Friday, September 23, 2011

Library Lines Redux "The Witching Hour" October 2004

The Witching Hour by M. Riley

Children love a good scare! I remember spending nights with my friend Lee, barricaded behind beanbags and pillows awaiting whatever ghoul might wander through the bedroom door. As our imagination took over, the likelihood that such a ghoul would appear began to increase tenfold with each passing minute.

Crouched behind our makeshift fort and stocked with every projectile one could find in a nine-year-old's room, we would concoct elaborate attack and escape schemes well into the morning hours. Only sleep would save us from our moment of dread, but in the witching hour sleep was certainly our worst enemy. Sleep would mean horrible things even beyond our wildest imaginings. Our nine-year-old minds did the best they could to imagine the worst. The more outlandish the creature breaking through the bedroom window, the more heroic our deeds would seem after we slew this beast and saved the neighborhood from annihilation.

We would spend hours rigging the room to our ghostbuster satisfaction. When Ghoul A opens the front door, this string tied from knob to knob will pull open the top drawer of this dresser knocking over Lee's soccer trophy, which will then fall onto this skateboard causing it to roll under the ghouls foot thus tripping it to the floor, allowing time for the heroes to begin attack and escape mode. Ghoul B, coming through the window, had a similar fate involving hairspray and various kitchen chemicals.

I still swear that on at least two occasions, I saw this horrible beast peering in between the curtains of Lee's bedroom window. It was scaled and slimy green, with yellow fangs all crooked and long. It had reptilian eyes just like Lee's favorite pet gecko, only one hundred times as large. I'm sure Lee saw it as well, but by the time we could get his mom into the room the creature had already moved into the garage or on top of the roof. Soon the adults would be back in bed and we would be left alone to follow the noise of its tail scraping along the walls of this curst danger zone.

In the morning, Lee's mom would make her way under the booby traps and over the baseball bats and cans of hairspray. She would begin to wake up the two groggy-headed heroes with bribes of breakfast and a trip to the park. As the sun rose higher in the afternoon sky, the night of battling monsters would begin to fade as if all a bad, but exciting, dream. Yet even still, I remember those midnight hours as being as real as most everything I have encountered in all the days since. Maybe Lee and I were just plain lucky. Or maybe our hours of diligent planning impressed upon this fiend the need to spook elsewhere. Maybe it is still out there slithering to a bedroom window near you!

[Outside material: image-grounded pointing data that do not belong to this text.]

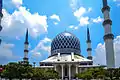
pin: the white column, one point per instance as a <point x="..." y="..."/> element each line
<point x="62" y="71"/>
<point x="69" y="71"/>
<point x="76" y="69"/>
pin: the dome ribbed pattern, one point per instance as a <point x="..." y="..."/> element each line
<point x="65" y="42"/>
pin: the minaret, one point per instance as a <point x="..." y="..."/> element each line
<point x="26" y="44"/>
<point x="89" y="49"/>
<point x="1" y="15"/>
<point x="108" y="36"/>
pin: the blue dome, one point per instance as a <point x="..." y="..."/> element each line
<point x="65" y="42"/>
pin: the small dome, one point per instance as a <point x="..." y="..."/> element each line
<point x="65" y="43"/>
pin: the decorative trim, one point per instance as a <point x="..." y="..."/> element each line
<point x="108" y="21"/>
<point x="105" y="8"/>
<point x="26" y="51"/>
<point x="89" y="57"/>
<point x="89" y="49"/>
<point x="108" y="36"/>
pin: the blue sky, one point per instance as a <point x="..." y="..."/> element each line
<point x="47" y="18"/>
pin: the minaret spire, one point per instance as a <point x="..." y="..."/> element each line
<point x="89" y="49"/>
<point x="26" y="44"/>
<point x="26" y="37"/>
<point x="104" y="3"/>
<point x="108" y="36"/>
<point x="1" y="15"/>
<point x="88" y="35"/>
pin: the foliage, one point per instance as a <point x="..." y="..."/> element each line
<point x="17" y="70"/>
<point x="100" y="73"/>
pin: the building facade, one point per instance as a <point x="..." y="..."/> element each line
<point x="66" y="57"/>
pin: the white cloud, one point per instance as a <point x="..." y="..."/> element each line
<point x="79" y="14"/>
<point x="73" y="27"/>
<point x="16" y="23"/>
<point x="97" y="20"/>
<point x="42" y="45"/>
<point x="117" y="2"/>
<point x="100" y="57"/>
<point x="55" y="23"/>
<point x="84" y="21"/>
<point x="17" y="3"/>
<point x="89" y="9"/>
<point x="55" y="17"/>
<point x="6" y="53"/>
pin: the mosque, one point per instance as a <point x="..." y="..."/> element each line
<point x="66" y="57"/>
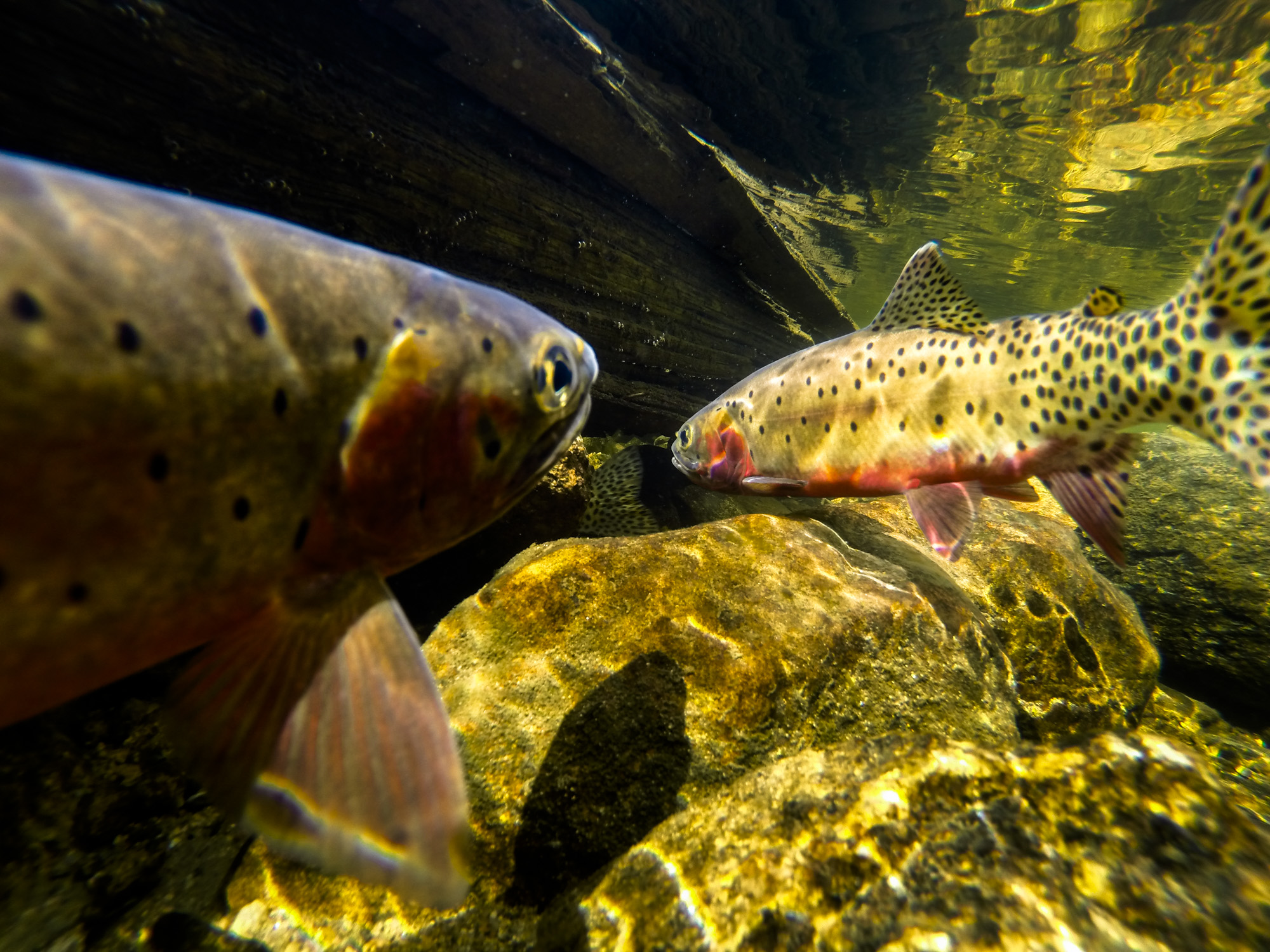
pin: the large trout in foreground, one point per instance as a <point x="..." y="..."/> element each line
<point x="934" y="402"/>
<point x="220" y="430"/>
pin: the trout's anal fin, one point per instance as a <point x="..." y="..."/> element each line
<point x="772" y="484"/>
<point x="946" y="512"/>
<point x="1103" y="301"/>
<point x="1094" y="494"/>
<point x="318" y="722"/>
<point x="366" y="779"/>
<point x="926" y="295"/>
<point x="1020" y="492"/>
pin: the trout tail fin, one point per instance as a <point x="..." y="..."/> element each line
<point x="1217" y="329"/>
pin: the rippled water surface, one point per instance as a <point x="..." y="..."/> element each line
<point x="1081" y="144"/>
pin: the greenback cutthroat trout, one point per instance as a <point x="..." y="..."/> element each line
<point x="940" y="404"/>
<point x="222" y="431"/>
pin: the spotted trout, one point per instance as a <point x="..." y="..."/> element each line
<point x="223" y="431"/>
<point x="940" y="404"/>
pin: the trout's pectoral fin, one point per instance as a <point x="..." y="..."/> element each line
<point x="318" y="722"/>
<point x="1094" y="494"/>
<point x="772" y="484"/>
<point x="366" y="780"/>
<point x="1020" y="492"/>
<point x="946" y="512"/>
<point x="928" y="295"/>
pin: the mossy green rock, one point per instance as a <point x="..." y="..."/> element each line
<point x="921" y="845"/>
<point x="1198" y="546"/>
<point x="1080" y="654"/>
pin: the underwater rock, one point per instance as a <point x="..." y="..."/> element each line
<point x="1238" y="757"/>
<point x="769" y="635"/>
<point x="548" y="512"/>
<point x="1080" y="656"/>
<point x="1198" y="549"/>
<point x="915" y="843"/>
<point x="101" y="835"/>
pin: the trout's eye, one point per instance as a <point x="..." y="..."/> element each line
<point x="554" y="376"/>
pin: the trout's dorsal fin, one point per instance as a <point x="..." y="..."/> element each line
<point x="926" y="295"/>
<point x="1094" y="494"/>
<point x="946" y="513"/>
<point x="1231" y="286"/>
<point x="1103" y="301"/>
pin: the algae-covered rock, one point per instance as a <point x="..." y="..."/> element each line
<point x="678" y="662"/>
<point x="1235" y="756"/>
<point x="1198" y="546"/>
<point x="906" y="845"/>
<point x="1080" y="656"/>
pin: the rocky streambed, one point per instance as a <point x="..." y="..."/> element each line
<point x="789" y="728"/>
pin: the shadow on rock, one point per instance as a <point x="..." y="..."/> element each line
<point x="612" y="775"/>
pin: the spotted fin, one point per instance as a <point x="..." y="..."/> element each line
<point x="926" y="295"/>
<point x="946" y="512"/>
<point x="1094" y="494"/>
<point x="1231" y="286"/>
<point x="366" y="779"/>
<point x="1103" y="301"/>
<point x="1015" y="492"/>
<point x="316" y="664"/>
<point x="615" y="507"/>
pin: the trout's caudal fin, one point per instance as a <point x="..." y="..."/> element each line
<point x="1220" y="373"/>
<point x="318" y="723"/>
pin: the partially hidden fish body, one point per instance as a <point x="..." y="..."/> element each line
<point x="940" y="404"/>
<point x="220" y="430"/>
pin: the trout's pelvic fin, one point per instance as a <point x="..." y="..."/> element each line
<point x="1015" y="492"/>
<point x="926" y="295"/>
<point x="1103" y="301"/>
<point x="946" y="512"/>
<point x="772" y="484"/>
<point x="366" y="779"/>
<point x="318" y="723"/>
<point x="1094" y="494"/>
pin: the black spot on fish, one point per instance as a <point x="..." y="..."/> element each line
<point x="128" y="338"/>
<point x="257" y="322"/>
<point x="158" y="468"/>
<point x="25" y="308"/>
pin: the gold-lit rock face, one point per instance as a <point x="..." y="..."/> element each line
<point x="730" y="644"/>
<point x="907" y="845"/>
<point x="1081" y="658"/>
<point x="1198" y="544"/>
<point x="1236" y="756"/>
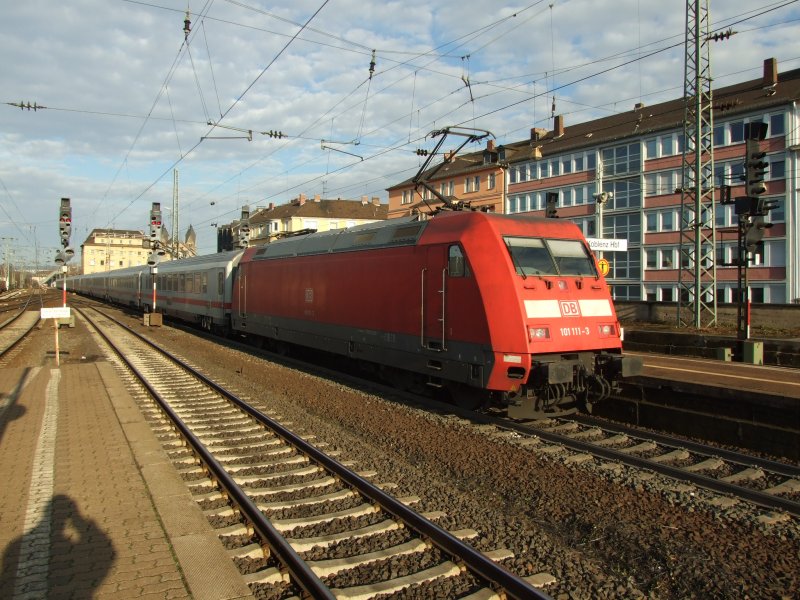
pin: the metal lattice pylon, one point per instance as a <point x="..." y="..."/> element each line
<point x="697" y="273"/>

The Friendswood Public Library has a slew of haunted books and movies to keep the hairs raised and the heart pounding during this Halloween season. For the children, we have the ever-popular Scary Stories to Tell in the Dark series by Alvin Schwartz or the Goosebumps series by R.L. Stine, amongst dozens more Halloween books. For the grown-ups, try Stephen King, Dean Koontz, Clive Barker, or Neil Gaiman, or choose from nearly 200 horror dvds.